Швейцарский хронист XVI века Эгидий Чуди отнес это событие к 1307 году, но с конца XIX века историки начали связывать его с конкретным старейшим документом, подтверждающим союз общин Ури, Швица и Унтервальдена – так называемой «Союзной грамотой», датированной началом августа 1291 года[20]. В современной Швейцарии 1 августа ежегодно празднуется как день рождения Конфедерации.
Первый же развернутый письменный рассказ с упоминанием «клятвы на Рютли» (нем. Rütlischwur) находится в так называемой Белой книге Зарнена – рукописной хронике, составленной около 1470 года и являющейся основополагающим источником, из которого черпались истории, образующие швейцарский национальный миф. Именно здесь клятва на Рютли помещена в контекст угнетения местного населения назначенными Габсбургами чиновниками – фогтами. Жители трех «лесных земель» решили объединиться, готовя восстание против угнетателей, а проводником их воли выступил стрелок из Ури по имени Вильгельм Телль, который выстрелом из засады убил ненавистного фогта Германа Гесслера.

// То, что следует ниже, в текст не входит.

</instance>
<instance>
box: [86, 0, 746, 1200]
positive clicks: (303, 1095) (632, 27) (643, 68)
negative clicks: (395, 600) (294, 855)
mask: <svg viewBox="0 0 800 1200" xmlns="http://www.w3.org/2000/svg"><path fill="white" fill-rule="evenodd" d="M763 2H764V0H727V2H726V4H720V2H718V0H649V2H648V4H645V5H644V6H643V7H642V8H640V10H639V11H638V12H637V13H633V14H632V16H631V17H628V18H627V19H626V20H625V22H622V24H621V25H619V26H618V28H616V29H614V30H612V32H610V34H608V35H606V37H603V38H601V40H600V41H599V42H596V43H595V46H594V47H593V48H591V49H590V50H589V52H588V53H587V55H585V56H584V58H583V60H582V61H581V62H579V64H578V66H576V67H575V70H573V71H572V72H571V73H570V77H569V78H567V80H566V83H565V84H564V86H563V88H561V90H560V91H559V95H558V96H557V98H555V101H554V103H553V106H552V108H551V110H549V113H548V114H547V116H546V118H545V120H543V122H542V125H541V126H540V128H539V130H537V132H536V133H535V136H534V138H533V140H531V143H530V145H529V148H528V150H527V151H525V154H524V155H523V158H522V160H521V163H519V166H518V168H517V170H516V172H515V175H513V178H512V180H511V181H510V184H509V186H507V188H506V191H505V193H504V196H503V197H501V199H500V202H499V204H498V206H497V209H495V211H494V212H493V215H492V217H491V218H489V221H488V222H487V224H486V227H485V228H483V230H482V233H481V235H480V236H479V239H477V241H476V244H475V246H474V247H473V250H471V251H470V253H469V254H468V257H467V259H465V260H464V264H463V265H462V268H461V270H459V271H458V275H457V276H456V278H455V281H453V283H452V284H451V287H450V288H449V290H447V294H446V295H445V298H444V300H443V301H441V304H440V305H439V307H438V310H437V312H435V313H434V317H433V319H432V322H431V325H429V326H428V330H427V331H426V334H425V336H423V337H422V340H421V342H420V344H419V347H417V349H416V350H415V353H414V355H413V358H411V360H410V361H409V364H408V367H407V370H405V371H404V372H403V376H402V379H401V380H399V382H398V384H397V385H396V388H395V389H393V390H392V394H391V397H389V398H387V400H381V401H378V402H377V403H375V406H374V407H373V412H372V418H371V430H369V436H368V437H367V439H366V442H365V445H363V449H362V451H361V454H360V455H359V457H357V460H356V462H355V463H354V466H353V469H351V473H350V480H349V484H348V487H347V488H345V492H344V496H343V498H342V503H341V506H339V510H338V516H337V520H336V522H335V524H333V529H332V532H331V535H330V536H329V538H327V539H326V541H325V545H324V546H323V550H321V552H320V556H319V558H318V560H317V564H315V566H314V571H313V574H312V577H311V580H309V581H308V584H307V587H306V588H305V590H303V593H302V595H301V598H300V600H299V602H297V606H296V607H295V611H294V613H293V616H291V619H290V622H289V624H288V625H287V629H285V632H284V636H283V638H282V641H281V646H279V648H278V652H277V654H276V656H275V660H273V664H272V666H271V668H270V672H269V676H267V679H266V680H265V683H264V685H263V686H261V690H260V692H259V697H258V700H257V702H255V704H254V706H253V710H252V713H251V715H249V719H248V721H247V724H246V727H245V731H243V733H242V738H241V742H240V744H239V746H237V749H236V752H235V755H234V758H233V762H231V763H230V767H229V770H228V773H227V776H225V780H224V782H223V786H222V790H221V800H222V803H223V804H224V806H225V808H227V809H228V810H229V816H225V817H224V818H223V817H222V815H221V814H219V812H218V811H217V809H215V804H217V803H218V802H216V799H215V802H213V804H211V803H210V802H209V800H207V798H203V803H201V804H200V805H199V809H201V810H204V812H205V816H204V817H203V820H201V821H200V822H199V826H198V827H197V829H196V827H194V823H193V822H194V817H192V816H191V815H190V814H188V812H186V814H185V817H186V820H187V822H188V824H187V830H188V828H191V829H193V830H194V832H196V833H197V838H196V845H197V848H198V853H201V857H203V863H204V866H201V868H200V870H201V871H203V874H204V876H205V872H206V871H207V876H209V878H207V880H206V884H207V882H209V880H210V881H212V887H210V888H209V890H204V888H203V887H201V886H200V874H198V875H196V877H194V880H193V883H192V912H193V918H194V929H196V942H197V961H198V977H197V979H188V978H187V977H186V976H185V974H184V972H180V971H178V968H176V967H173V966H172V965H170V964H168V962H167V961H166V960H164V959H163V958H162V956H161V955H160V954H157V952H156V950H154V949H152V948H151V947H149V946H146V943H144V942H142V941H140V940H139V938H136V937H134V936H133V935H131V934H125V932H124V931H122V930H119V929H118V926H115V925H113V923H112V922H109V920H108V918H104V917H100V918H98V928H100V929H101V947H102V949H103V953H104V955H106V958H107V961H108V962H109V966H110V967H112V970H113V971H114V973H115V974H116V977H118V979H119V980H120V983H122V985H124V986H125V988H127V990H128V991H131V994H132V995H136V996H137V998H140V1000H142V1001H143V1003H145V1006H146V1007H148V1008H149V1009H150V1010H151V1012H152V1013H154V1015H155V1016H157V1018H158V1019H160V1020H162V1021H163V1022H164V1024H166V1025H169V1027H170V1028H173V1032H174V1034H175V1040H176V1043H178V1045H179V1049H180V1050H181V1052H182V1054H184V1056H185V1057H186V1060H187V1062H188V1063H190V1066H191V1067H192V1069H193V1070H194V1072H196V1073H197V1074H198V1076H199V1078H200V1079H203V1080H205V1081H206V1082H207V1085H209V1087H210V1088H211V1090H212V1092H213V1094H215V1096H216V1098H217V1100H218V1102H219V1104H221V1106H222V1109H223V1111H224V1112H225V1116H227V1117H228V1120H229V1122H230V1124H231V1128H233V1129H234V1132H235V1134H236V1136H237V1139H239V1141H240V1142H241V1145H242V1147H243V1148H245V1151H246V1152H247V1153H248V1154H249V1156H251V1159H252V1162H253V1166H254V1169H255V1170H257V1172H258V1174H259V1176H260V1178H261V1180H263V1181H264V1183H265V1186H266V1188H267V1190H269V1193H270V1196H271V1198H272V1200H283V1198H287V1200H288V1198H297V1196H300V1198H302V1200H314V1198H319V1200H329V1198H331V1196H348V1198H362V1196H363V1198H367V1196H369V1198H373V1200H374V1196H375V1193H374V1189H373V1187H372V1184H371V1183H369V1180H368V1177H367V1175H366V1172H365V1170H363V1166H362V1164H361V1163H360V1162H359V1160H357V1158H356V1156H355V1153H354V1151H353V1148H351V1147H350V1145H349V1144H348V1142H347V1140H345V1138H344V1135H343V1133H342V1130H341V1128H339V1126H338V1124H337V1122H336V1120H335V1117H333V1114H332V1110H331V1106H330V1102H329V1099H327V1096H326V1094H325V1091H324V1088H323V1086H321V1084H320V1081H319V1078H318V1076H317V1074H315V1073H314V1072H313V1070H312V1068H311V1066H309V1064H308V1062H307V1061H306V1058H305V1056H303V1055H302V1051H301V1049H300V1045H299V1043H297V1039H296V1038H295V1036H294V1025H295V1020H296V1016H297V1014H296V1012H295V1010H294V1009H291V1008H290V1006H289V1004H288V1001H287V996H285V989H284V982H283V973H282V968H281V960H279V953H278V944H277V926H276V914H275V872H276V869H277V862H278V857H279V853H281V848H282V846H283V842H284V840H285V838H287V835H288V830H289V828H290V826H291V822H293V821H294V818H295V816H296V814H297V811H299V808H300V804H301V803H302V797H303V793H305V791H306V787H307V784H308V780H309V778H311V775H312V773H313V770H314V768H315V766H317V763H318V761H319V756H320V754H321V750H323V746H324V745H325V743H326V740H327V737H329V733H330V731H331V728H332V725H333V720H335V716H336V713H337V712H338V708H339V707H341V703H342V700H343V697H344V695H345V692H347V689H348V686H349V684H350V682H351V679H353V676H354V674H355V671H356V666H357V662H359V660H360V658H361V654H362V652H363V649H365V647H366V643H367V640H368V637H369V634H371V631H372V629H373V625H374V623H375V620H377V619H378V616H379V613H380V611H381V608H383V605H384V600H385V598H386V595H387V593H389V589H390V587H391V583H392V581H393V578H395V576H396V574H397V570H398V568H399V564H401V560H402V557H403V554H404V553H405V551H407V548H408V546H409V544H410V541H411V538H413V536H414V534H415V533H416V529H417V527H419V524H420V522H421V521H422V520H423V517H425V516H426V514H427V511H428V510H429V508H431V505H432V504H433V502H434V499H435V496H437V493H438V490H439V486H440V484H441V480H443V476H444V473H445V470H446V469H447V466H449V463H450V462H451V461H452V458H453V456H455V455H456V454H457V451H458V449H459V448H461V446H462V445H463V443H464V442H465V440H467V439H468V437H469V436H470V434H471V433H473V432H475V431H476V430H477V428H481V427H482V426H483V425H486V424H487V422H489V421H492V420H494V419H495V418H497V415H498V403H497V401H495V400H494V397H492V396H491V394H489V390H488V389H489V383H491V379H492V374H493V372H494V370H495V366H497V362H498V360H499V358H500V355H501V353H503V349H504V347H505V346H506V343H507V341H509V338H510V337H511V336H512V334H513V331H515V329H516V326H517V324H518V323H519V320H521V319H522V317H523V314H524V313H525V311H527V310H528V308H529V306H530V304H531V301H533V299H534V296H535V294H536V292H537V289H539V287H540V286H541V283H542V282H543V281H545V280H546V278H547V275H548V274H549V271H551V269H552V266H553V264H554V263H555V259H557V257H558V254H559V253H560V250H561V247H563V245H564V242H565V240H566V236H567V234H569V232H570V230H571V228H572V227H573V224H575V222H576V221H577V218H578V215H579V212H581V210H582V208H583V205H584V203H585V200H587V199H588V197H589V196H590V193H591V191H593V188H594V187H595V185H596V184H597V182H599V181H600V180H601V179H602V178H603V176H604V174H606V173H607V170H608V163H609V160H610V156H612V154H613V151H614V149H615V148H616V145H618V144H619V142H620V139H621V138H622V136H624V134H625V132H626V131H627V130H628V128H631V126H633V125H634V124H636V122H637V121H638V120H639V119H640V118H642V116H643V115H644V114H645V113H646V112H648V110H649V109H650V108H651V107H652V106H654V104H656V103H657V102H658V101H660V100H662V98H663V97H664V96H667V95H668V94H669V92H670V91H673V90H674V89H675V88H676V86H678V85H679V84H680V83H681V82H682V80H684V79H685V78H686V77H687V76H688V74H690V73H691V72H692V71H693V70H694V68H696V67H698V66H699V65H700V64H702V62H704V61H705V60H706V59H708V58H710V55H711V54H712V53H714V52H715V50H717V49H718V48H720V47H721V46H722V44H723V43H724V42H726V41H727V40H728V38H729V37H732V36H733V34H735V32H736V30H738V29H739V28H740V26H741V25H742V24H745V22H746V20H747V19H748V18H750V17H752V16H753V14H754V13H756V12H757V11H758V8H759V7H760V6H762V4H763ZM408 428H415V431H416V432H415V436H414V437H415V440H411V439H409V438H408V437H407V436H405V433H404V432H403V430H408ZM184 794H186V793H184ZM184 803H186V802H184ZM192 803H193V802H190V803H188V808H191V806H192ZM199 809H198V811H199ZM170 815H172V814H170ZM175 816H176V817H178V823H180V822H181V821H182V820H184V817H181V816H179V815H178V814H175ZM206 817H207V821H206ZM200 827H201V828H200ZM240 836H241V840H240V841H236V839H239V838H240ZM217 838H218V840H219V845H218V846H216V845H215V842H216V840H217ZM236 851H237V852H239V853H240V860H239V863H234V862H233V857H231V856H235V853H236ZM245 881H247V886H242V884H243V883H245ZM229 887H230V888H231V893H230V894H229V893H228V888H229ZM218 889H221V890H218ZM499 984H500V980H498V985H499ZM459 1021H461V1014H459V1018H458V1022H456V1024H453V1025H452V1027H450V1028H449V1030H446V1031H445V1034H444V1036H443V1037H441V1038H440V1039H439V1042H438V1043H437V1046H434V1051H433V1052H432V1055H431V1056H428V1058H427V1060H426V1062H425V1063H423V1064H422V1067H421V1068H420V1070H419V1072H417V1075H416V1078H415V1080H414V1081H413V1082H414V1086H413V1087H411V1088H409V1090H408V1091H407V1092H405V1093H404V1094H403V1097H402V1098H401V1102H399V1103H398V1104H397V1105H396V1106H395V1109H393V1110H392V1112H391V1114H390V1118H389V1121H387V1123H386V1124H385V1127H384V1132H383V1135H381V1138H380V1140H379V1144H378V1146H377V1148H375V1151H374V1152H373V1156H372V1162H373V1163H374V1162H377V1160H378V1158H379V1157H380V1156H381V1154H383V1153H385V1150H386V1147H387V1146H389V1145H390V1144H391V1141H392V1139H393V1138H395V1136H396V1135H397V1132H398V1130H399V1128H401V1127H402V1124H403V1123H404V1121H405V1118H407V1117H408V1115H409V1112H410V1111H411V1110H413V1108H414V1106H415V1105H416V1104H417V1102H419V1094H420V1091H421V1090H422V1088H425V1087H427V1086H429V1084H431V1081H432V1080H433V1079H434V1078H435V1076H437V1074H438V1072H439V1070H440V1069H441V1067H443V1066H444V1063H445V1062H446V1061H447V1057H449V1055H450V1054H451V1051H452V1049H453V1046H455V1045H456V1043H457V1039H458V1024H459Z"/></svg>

Так, благодаря Белой книге Зарнена с преданием об основании Швейцарии оказалась неразрывно связана ставшая еще более знаменитой на весь мир легенда о метком стрелке, Вильгельме Телле, и его чудесном выстреле в яблоко на голове у сына – такое наказание ему назначил за неподчинение требованиям властей жестокий Гесслер, который потом и поплатился за это жизнью. Легенда эта перешагнула рамки национального мифа и стала достоянием мировой литературы, когда в 1804 году легла в основу великого произведения – драмы Фридриха Шиллера «Вильгельм Телль»[21]. Чеканные стихотворные строчки клятвы на Рютли, написанные Шиллером (см. эпиграф к книге), сами по себе станут мифом в эпоху романтизма; сегодня их знает наизусть каждый швейцарский (да и немецкий) школьник.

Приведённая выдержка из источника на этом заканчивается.